Diagnosis during the prenatal period by amniocentesis is common. Indications for postnatal diagnosis most commonly include developmental delay or hypotonia, learning disabilities, emotional or behavioral difficulties, or POF.
Differential diagnosis prior to definitive karyotype results includes fragile X syndrome, tetrasomy X, pentasomy X, and Turner syndrome mosaicism (see these terms).
Patients diagnosed in the prenatal period should be followed closely for developmental delay so that early intervention therapies can be implemented as needed.
Genetic counseling is recommended, with families being informed about the sporadic nature of the chromosome anomaly, the wide variability in phenotype, and low risk of recurrence (< 1%-5%).
Management and treatment
Following diagnosis, clinical evaluation should be conducted to identify any manifesting features of the disorder. School-age children and adolescents often benefit from a psychological evaluation with an emphasis on identifying and developing an intervention plan for problems in cognitive/academic skills, language, and/or social-emotional development.
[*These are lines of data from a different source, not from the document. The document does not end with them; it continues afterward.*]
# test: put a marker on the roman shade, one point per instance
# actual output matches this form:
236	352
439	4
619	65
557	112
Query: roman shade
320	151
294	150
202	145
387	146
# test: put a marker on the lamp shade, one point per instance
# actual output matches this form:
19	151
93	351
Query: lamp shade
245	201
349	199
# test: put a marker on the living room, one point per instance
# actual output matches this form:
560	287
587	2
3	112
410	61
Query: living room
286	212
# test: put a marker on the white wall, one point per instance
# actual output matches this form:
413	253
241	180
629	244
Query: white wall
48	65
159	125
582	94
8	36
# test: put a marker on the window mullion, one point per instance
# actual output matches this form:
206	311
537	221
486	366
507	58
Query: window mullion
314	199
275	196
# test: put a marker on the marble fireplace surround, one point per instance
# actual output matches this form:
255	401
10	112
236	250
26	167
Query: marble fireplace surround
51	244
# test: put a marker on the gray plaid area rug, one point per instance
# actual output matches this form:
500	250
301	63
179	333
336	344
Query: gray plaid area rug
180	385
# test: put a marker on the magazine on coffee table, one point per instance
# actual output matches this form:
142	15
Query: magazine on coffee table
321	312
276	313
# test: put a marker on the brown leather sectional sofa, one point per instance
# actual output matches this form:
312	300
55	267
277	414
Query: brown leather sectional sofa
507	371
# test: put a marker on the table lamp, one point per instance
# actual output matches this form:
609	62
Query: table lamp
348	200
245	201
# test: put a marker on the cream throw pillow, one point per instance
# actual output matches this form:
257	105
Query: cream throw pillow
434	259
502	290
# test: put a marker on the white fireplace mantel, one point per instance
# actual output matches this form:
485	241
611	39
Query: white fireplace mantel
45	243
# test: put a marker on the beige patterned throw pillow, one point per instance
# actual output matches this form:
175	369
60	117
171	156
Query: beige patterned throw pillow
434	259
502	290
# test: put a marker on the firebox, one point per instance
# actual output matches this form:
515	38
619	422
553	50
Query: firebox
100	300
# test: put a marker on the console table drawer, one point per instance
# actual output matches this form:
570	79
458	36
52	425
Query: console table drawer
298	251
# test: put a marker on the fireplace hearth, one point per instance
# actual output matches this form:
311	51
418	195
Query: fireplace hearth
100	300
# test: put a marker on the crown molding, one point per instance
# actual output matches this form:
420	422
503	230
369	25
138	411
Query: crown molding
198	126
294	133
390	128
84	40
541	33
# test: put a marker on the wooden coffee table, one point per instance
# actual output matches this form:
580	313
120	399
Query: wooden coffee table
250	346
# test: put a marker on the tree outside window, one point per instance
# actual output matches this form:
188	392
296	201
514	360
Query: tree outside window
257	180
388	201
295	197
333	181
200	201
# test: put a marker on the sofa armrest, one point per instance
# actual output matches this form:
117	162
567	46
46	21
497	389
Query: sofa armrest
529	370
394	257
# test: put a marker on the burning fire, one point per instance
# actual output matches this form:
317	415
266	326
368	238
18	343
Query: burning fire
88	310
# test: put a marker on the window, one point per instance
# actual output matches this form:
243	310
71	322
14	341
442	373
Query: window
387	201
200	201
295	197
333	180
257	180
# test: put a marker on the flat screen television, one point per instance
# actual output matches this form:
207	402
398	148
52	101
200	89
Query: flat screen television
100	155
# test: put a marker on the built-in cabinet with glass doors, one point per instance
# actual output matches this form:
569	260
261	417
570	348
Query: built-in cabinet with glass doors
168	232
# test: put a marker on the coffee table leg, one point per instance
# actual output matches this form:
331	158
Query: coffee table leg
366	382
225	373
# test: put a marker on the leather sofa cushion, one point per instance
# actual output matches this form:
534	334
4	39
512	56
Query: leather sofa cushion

Fertility in women with trisomy X is generally considered normal, however, adolescents and adult women presenting with late menarche, menstrual irregularities, or fertility problems should be evaluated for hormonal abnormalities that may signal ovarian insufficiency. Patients should be referred to support organizations to receive individual and family support.
The prognosis is variable, depending on the severity of the manifestations and on the quality and timing of treatment.